Цитата Джея Лондона

Я хотел заняться музыкой, поэтому отец купил мне тупой инструмент. Он сказал мне, чтобы я отключился. — © Джей Лондон
Я хотел заниматься музыкой, поэтому отец купил мне тупой инструмент. Он сказал мне, чтобы я нокаутировал себя.
Я купил свой первый бас, потому что хотел играть в группе, и слышал, что на нем проще всего играть. Друг сказал мне, что это самый сексуальный инструмент.
Последнее, что сказал мне отец, было: «Поднимись наверх, возьми меня наверх. Когда будешь спускаться, не подведи меня. Отец, говорящий своему сыну, возлагает некоторую ответственность на мои плечи. Он сказал мне это, и я отношусь к этому очень серьезно.
Как только я пришел в спорт, я сказал себе: «Я ухожу официально». Я хотел иметь возможность посмотреть в зеркало и сказать себе, что я был верен себе. Я хотел помочь младшим себе, когда был ребенком, дать им кого-то, на кого они могли бы равняться.
Я и мой отец прошли через период войны, когда мы не разговаривали. Он хотел, чтобы я пошла в богословскую школу, а я не хотела. Я хотел заниматься музыкой. Я сказал ему, что являюсь служителем через музыку.
И я сказал вам: я думаю о фотографии, которую вы сделали со мной в Монреале.
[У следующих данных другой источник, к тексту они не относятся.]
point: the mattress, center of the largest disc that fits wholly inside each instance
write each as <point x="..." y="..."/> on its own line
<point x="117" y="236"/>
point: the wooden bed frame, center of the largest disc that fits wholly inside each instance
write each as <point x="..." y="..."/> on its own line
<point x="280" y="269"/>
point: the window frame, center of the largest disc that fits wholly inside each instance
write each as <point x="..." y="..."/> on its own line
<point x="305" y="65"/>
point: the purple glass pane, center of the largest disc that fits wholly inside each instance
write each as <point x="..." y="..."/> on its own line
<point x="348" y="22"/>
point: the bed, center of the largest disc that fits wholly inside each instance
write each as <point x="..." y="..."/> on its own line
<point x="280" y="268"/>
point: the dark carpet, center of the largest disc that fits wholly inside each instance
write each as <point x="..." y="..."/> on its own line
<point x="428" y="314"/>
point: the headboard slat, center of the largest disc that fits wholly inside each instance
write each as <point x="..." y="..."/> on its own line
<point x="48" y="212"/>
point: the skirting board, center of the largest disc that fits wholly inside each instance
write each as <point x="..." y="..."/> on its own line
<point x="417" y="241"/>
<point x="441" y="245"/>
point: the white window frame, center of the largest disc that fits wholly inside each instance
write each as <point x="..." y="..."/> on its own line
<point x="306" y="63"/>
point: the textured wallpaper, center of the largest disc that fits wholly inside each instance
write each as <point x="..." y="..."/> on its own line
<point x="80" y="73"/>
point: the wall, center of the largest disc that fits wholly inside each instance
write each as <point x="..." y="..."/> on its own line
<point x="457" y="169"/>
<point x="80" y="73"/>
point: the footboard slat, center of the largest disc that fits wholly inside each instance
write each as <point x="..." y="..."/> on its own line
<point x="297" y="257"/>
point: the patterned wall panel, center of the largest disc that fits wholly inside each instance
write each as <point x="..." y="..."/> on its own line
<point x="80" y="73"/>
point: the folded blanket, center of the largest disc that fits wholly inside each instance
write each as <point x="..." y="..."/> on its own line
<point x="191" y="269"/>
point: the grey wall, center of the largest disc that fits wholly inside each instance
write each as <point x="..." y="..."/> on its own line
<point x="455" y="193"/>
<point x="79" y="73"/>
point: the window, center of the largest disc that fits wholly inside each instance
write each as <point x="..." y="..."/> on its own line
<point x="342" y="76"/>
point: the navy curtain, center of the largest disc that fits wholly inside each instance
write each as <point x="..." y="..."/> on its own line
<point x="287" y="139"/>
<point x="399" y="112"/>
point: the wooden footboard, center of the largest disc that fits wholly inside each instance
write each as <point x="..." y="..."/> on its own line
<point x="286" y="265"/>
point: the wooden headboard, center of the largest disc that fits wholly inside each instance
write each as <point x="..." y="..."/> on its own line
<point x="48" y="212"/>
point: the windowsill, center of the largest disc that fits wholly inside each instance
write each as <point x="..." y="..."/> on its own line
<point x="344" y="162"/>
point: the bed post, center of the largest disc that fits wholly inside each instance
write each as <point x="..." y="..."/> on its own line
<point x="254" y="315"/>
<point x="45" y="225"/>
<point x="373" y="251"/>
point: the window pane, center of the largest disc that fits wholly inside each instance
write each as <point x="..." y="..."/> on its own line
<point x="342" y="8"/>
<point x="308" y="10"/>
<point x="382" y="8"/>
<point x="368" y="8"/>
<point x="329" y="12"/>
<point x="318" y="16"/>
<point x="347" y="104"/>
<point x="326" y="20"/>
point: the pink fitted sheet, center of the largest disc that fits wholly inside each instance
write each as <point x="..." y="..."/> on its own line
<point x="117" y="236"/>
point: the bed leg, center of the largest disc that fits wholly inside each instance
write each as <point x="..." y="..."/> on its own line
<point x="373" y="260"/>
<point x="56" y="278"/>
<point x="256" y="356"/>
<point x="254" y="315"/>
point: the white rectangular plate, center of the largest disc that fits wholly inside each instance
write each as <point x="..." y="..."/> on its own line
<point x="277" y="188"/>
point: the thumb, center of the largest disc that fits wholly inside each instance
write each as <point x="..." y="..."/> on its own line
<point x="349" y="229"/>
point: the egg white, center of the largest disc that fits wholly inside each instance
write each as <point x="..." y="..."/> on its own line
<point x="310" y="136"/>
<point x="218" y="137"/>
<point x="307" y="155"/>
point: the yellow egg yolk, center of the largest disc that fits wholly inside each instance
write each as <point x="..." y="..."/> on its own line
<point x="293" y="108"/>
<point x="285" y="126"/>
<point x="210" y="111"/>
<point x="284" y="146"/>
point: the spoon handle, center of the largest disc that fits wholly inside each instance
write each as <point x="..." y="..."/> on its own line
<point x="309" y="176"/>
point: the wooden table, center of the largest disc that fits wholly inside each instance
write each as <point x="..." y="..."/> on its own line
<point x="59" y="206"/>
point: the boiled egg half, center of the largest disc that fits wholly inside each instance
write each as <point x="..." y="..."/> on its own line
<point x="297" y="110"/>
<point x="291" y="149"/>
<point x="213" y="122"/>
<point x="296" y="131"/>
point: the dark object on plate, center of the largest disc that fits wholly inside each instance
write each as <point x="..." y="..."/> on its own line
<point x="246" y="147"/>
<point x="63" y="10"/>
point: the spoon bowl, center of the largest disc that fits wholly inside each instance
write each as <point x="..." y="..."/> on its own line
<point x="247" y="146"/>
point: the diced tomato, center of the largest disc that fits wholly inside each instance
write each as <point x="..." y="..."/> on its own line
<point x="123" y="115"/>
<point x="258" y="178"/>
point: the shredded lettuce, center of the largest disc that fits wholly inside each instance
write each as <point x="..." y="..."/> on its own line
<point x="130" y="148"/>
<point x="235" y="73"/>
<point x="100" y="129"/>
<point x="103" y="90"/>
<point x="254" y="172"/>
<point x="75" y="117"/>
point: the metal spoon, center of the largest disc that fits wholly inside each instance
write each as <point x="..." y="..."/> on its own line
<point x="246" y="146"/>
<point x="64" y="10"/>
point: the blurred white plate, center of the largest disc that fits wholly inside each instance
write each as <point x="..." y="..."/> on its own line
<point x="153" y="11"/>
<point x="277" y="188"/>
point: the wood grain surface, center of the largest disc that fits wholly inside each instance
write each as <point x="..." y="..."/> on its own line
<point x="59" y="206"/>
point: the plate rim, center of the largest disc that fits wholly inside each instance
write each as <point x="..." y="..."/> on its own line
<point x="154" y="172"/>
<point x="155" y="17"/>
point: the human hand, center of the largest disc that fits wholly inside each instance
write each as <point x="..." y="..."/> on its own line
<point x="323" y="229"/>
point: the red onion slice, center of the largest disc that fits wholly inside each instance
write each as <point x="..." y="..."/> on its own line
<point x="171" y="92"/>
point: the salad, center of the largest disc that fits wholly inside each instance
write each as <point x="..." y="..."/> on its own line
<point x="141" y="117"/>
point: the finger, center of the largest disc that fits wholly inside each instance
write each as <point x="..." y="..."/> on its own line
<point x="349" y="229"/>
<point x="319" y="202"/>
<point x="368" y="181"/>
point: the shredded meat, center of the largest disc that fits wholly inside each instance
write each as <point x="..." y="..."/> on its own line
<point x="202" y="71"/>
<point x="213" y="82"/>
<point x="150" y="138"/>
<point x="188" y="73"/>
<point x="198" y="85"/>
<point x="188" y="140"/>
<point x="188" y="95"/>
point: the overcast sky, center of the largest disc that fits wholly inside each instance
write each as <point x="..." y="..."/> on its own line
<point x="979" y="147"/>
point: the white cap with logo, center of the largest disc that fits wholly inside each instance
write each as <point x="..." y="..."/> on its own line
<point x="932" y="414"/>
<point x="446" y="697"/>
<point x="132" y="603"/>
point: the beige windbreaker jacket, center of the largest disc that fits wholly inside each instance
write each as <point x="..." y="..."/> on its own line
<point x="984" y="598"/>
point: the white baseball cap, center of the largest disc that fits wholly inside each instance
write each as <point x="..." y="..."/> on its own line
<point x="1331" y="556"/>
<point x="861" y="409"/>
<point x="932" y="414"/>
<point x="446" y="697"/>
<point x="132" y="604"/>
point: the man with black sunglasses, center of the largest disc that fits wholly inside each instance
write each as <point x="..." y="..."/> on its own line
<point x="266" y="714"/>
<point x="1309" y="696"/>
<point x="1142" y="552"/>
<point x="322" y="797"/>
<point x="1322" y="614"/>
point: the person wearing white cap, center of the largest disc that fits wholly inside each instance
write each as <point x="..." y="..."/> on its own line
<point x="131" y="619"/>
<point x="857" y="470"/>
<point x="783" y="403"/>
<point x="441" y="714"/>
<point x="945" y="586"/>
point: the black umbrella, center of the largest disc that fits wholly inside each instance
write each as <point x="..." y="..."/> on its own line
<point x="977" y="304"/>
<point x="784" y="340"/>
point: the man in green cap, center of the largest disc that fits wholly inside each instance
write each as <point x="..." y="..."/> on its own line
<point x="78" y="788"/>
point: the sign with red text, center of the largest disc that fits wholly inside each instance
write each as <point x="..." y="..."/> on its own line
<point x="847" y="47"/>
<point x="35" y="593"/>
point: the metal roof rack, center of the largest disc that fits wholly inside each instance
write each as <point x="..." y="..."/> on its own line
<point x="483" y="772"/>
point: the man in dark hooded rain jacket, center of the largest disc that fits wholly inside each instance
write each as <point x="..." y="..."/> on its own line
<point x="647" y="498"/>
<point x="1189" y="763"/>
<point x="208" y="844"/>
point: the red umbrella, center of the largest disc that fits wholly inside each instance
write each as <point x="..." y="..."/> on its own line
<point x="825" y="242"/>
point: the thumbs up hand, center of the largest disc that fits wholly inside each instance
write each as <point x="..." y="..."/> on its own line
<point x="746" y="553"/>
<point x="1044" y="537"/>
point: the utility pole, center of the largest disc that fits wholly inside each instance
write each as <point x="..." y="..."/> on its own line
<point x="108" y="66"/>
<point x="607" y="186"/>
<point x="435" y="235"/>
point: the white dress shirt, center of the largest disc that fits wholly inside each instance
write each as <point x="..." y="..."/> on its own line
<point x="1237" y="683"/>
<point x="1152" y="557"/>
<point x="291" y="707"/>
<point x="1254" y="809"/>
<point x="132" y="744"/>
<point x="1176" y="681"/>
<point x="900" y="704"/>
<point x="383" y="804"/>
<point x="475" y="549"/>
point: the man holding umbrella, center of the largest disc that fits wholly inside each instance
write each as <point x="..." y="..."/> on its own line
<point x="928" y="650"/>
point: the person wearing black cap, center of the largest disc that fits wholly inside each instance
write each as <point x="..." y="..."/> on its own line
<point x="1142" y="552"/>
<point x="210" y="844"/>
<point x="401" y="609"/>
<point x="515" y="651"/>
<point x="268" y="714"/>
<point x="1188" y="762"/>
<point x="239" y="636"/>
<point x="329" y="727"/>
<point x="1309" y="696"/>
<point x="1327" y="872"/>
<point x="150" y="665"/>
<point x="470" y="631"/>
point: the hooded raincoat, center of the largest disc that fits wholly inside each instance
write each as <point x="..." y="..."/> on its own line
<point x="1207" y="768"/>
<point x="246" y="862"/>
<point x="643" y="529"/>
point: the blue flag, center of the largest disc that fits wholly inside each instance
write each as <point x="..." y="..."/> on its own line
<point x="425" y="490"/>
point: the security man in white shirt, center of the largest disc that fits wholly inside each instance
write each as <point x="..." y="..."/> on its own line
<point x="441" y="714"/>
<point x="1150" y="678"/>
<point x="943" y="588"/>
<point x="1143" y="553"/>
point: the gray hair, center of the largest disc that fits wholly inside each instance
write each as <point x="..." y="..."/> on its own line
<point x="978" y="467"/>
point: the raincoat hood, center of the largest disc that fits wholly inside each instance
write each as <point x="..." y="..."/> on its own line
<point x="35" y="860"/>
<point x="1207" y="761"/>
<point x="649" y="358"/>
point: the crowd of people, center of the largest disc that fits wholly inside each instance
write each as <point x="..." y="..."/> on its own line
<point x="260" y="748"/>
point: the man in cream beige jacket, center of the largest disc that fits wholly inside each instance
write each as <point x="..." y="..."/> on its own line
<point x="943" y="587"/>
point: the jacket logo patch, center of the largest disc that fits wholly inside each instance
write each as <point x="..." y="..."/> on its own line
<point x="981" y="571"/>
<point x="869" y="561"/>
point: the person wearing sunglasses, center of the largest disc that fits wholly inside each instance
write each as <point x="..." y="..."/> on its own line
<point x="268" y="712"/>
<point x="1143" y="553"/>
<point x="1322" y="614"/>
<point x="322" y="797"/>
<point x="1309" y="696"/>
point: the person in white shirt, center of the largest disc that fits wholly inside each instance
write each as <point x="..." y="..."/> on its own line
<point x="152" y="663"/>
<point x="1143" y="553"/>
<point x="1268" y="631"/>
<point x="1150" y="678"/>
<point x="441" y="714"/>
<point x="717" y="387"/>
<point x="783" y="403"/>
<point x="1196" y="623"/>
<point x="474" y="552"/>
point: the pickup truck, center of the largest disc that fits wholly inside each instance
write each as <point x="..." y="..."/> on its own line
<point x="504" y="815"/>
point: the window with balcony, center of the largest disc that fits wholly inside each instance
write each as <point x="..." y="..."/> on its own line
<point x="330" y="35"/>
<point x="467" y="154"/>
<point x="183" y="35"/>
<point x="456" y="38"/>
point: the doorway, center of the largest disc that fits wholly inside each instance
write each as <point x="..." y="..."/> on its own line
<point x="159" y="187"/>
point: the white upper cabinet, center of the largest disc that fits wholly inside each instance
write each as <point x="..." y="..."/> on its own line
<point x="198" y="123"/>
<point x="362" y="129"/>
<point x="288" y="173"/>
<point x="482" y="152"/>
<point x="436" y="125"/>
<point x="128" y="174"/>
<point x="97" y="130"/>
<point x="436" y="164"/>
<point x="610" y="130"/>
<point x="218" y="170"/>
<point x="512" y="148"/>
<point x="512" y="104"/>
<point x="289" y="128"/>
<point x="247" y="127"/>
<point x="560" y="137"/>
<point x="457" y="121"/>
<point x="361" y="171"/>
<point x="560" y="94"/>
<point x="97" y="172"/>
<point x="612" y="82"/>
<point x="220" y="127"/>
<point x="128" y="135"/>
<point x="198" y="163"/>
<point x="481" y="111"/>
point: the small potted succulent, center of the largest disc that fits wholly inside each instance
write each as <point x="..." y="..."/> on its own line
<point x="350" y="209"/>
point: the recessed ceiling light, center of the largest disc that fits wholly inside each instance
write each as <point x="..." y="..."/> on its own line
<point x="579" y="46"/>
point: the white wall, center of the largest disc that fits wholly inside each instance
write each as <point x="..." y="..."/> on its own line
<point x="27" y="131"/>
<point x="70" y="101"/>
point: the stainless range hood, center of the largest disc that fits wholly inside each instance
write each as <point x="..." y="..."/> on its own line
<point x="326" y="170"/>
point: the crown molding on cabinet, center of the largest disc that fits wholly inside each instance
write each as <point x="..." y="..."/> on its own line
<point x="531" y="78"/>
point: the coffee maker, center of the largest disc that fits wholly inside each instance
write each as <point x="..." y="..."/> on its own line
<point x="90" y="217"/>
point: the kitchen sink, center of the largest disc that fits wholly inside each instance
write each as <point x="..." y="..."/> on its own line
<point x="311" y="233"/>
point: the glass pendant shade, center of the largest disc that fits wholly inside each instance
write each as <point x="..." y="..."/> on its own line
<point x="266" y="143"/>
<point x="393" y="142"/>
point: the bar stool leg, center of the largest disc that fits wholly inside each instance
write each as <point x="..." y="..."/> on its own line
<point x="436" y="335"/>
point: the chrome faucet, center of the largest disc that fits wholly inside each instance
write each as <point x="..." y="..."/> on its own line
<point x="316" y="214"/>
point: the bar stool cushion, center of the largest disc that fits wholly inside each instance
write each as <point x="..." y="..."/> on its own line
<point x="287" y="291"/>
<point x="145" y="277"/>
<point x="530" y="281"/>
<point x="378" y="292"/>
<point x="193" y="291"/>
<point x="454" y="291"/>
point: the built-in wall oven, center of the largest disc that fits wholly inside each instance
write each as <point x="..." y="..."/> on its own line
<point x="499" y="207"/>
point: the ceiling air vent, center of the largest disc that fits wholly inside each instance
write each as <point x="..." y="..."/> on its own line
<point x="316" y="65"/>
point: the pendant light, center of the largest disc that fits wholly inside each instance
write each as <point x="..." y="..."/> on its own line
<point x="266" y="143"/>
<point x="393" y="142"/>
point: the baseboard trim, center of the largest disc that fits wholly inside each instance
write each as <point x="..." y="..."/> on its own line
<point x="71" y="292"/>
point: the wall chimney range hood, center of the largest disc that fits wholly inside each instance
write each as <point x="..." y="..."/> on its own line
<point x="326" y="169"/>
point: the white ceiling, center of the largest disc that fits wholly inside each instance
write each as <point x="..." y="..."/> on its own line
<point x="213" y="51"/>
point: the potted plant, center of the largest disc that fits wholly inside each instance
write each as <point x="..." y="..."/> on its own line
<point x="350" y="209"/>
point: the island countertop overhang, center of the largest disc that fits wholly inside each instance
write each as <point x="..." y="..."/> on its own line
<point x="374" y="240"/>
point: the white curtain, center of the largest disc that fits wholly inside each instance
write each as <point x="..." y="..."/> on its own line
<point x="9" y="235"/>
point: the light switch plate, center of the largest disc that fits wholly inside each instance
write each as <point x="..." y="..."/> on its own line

Ты сказал мне прыгнуть в воздух, так что на картинке мои ноги оторваны от земли. Позже я спросил тебя, почему ты хотел, чтобы я это сделал, и ты сказал мне, что это единственный способ заставить меня забыть о выражении моего лица. Ты был прав. Я совершенно невозмутим, полностью подлинный. В своем воображении я представляю себя таким, реагирующим на тебя.
Моей целью было играть на барабанах, но отец заставлял меня брать уроки игры на фортепиано. Он сказал мне, что сначала мне нужно научиться читать ноты, поэтому я брал уроки шесть лет. Я благодарю Бога за то, что он заставил меня брать эти уроки, потому что они многому меня научили.
Я купил все книги, но, наверное, в первый же день понял, что юридическая школа не для меня. Я не сдавался до десяти дней. Я не думаю, что действительно сказал своему отцу. Мне очень не нравилось, когда мой отец знал, что мои дела не увенчались успехом.
Я до сих пор помню, как отец будил меня в 4 утра и заставлял заниматься. Он также брал меня на прогулку, а потом всегда отвозил в школу. Я был очень дисциплинирован, так как мой отец привил мне эти ценности. Теперь, когда моего отца больше нет, я понимаю, что ты не должен воспринимать своих родителей как должное.
Никто не руководил мной через это, но вот как это произошло: я был в Нью-Йорке, играл в пьесе, и агент связался со мной и сказал, что хочет пригласить меня на обед. В театре никогда не хотят приглашать тебя на обед, поэтому я подумал: «Да!» Я пошел, заказал стейк, и он сказал мне, что, по его мнению, я должен писать для телевидения.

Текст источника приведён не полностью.